Example 3: Zakaria (50) participates the low top-up scheme
Suppose that our coverage ratio is 110% at the time of the switch. This means that we can fully compensate for the future disadvantage. And suppose that Zakaria also has a salary of € 100,000 gross per year in this example.
- The table above applies to the part of his salary below the salary limit. Based on this salary limit of € 95,236 (and pensionable earnings of € 76,761), Zakaria will receive a one-off 42.8% of € 76,761 = € 32,854 in his pension pot.
- For the part of his salary above the salary limit, we apply three quarters of the percentage from the table. Three-quarters of 42.8% = 32.1%. The part of the salary above the salary limit is € 100,000 - € 95,236 = € 4,764. For this part of his salary, Zakaria therefore receives a one-off 32.1% of 4,764 = € 1,529 in his pension pot.
- If we add up both components, we will arrive at € 32,854 + € 1,529 = € 34,383 in his pension pot. This is slightly less than in Example 1.
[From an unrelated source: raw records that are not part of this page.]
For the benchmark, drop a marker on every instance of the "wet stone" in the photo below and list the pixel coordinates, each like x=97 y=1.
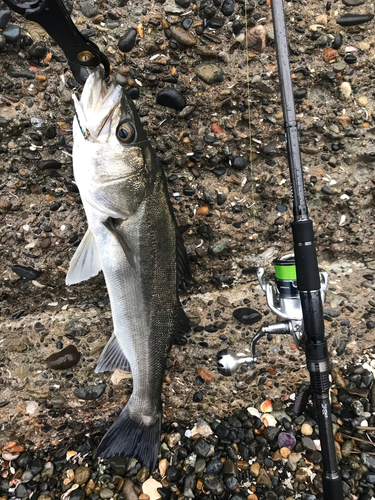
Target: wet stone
x=12 y=33
x=38 y=50
x=90 y=392
x=209 y=73
x=247 y=316
x=64 y=359
x=171 y=98
x=213 y=484
x=26 y=272
x=127 y=41
x=4 y=18
x=228 y=7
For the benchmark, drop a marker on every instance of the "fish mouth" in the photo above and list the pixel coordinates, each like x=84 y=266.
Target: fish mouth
x=95 y=108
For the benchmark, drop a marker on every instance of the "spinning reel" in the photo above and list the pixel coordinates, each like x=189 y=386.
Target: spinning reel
x=284 y=300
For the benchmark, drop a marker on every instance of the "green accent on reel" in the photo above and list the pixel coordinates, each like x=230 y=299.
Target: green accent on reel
x=286 y=272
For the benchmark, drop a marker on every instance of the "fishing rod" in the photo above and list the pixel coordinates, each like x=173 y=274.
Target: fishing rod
x=300 y=286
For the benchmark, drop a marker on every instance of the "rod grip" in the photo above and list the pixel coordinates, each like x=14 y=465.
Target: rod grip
x=308 y=277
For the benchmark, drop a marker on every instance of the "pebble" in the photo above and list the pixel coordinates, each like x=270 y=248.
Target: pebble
x=182 y=36
x=247 y=316
x=12 y=33
x=90 y=392
x=171 y=98
x=26 y=272
x=127 y=42
x=64 y=359
x=354 y=19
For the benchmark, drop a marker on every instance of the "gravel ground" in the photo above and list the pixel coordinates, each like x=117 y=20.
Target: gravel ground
x=185 y=65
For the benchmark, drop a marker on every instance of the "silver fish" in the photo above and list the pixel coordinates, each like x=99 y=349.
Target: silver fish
x=133 y=238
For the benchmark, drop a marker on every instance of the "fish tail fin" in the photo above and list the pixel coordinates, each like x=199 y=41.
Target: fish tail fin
x=133 y=436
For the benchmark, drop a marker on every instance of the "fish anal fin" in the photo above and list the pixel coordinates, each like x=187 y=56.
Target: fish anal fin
x=112 y=357
x=111 y=225
x=85 y=262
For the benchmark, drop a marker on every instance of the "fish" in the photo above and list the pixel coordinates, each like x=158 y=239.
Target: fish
x=134 y=239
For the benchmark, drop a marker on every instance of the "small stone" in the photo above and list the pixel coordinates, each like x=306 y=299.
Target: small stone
x=88 y=8
x=90 y=392
x=106 y=494
x=256 y=38
x=345 y=90
x=127 y=41
x=209 y=73
x=213 y=484
x=322 y=19
x=12 y=33
x=150 y=488
x=182 y=36
x=171 y=98
x=64 y=359
x=354 y=19
x=26 y=272
x=82 y=475
x=247 y=316
x=228 y=7
x=330 y=54
x=38 y=50
x=306 y=429
x=362 y=101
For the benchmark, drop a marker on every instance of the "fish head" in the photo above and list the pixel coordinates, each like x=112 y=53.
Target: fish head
x=110 y=145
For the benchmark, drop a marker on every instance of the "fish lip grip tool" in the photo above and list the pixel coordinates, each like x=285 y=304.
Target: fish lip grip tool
x=54 y=18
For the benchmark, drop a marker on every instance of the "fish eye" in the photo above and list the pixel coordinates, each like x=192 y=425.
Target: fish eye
x=125 y=133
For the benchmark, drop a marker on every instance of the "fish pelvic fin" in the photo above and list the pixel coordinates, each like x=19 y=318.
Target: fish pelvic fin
x=112 y=357
x=182 y=261
x=110 y=224
x=130 y=437
x=85 y=262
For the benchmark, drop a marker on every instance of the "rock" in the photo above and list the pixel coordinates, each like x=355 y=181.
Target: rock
x=264 y=479
x=345 y=90
x=247 y=316
x=88 y=8
x=82 y=475
x=213 y=484
x=209 y=73
x=171 y=98
x=354 y=19
x=12 y=33
x=4 y=18
x=38 y=50
x=150 y=488
x=228 y=7
x=256 y=38
x=90 y=392
x=26 y=272
x=307 y=430
x=182 y=36
x=127 y=41
x=64 y=359
x=362 y=101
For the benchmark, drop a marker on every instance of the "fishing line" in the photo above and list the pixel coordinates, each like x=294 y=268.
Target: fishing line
x=253 y=210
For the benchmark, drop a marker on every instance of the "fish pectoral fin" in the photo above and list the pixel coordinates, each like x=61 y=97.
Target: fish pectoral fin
x=112 y=358
x=182 y=261
x=85 y=262
x=110 y=224
x=182 y=326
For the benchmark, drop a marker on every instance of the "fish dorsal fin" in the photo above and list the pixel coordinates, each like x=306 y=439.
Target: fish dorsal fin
x=112 y=357
x=110 y=224
x=85 y=262
x=182 y=261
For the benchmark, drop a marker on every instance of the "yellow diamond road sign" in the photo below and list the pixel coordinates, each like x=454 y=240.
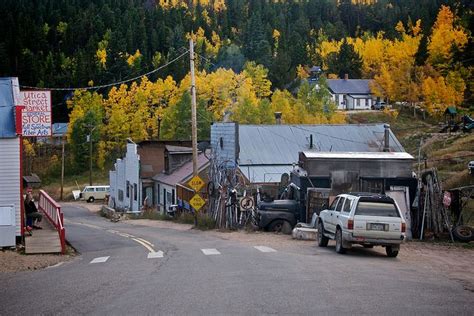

Example 4: Zakaria (50) does not participate in the top-up scheme
Suppose that our coverage ratio is 110% at the time of the switch. This means that we can fully compensate for the future disadvantage. And suppose that Zakaria also has a salary of € 100,000 gross per year in this example.
- The table above applies to the part of his salary below the salary limit. Based on this salary limit of € 95,236 (and pensionable earnings of € 76,761), Zakaria will receive a one-off 42.8% of € 76,761 = € 32,854 in his pension pot.
- Zakaria will not receive anything for the part of his salary above the salary limit.